"I can walk there in an hour."
"You must have walked a part of the way from Elmwood."
"Please do not press me, Mr. McCausland."
He muttered something about "spunk" as he looked after the girl's slight figure retreating. Then he gallantly relieved Bertha of her foaming pitcher and sauntered with her back to the Arnold mansion.
When Emily reached the Hillsborough station she was indeed a footsore girl, fully convinced that country miles are as indefinite as nautical knots, but in the few moments she had to spare before the train came by she purchased a lunch of fruit, which refreshed her a little. Before they were well out of the station Inspector McCausland came up and asked permission to occupy the seat at her side.
During her walk Emily had come around to a gentler view of the detective's behavior. She could not look back on the afternoon's events without a certain complacency. For the true aspect of the case against Robert, as a grand chess duel between the criminal lawyer and the detective, was gradually dawning upon her, and surely in the discovery of Bertha's hiding-place and the unmasking of Bill Dobbs, white, her champion, had gained two positive advantages over black, the enemy's color. Besides, loyal as she was to her sweetheart, with that singleness of heart which we sometimes call womanly prejudice, there was a genial persistency in McCausland few could resist. So she forbore to fire upon his flag of truce and assented to the request.

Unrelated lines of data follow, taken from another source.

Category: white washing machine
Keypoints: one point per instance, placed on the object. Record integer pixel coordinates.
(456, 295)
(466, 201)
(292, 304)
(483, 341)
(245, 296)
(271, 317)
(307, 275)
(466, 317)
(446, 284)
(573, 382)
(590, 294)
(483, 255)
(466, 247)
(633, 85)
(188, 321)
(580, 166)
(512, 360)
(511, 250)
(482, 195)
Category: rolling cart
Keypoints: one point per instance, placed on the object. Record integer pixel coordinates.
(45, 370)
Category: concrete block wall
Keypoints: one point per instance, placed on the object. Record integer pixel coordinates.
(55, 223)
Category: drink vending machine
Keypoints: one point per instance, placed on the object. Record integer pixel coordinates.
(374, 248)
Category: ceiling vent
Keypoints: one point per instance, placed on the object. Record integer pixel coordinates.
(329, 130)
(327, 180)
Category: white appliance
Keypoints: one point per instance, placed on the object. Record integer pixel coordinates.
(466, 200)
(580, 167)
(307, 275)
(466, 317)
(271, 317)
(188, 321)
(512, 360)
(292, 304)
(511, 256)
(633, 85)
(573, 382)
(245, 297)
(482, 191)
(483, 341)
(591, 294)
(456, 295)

They talked for the most part of irrelevant matters, and she herself did not like to broach the subject of all subjects. Only once did he appear to glance at his official relation to her.
"The fisherman, Miss Barlow, doesn't enjoy the death struggles of the mackerel in his nets," he said. "But he is obliged to see that they do not escape."
"Then you do disagreeable work from a sense of public duty?"
"And for the support of my family," he added. "But as we've arrived at the city perhaps I'd better return these now."